Il segretario generale Stoltenberg ha sottolineato che «nessun membro della Nato ha subito tanti attacchi terroristici come la Turchia». Una sorta di resa alle dure condizioni che il presidente turco, ha posto all’ingresso nell’Alleanza di Svezia e Finlandia
«Itimori della Turchia sul terrorismo sono legittimi. Dobbiamo prenderli seriamente». Parola del segretario generale della Nato Jens Stoltenberg. È una sorta di resa di fronte alle dure condizioni che Recep Tayyip Erdogan, il presidente turco, ha posto all’ingresso nell’Alleanza di Svezia e Finlandia: stop al supporto di Helsinki e Stoccolma ai militanti curdi, immediata estradizione di membri di alcune organizzazioni curde critiche nei confronti del governo Akp e fine dell’embargo sull’esportazione delle armi nel Paese della Mezzaluna. Nel suo discorso Stoltenberg è stato ben attento a usare il termine Turkiye invece di Turkey, come Ankara ha chiesto di essere chiamata anche all’Onu per non essere più confusa con il tacchino (turkey in inglese) servito sulle tavole degli americani a Thanksgiving. E ha sottolineato che «nessun membro della Nato ha subito tanti attacchi terroristici come la Turchia».

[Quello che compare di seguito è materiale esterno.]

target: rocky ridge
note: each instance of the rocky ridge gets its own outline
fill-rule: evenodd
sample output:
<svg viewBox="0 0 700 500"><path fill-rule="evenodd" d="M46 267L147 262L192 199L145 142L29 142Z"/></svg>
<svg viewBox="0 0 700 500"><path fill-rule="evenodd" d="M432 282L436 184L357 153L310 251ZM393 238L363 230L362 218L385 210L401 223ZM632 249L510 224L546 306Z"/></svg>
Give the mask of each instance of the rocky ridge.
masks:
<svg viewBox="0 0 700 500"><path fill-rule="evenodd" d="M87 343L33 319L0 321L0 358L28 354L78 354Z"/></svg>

Ieri la premier svedese Magdalena Andersson è passata dalle parole ai fatti e ha annunciato «la volontà di cambiare la legge anti-terrorismo alla luce della nostra richiesta di adesione alla Nato». Eppure meno di una settimana fa il suo governo si è salvato da un voto di sfiducia proprio grazie all’appoggio dei parlamentari curdi che in cambio però hanno chiesto il mantenimento dell’ appoggio di Stoccolma all’amministrazione autonoma di Rojava nel nord est della Siria. È la stessa area che la Turchia minaccia di un’imminente azione militare. Stoltenberg sa benissimo che la questione è intricata e che difficilmente si arriverà ad un accordo entro il vertice Nato di Madrid del 29-30 giugno. Ma intanto blandisce l’alleato riottoso dandogli ragione. E ignora le minacce di Erdogan ad Atene sull’isole dell’Egeo: «Avverto la Grecia di evitare sogni, atti e dichiarazioni che provochino rimpianti» ha detto giovedì scorso. È una strategia che paga?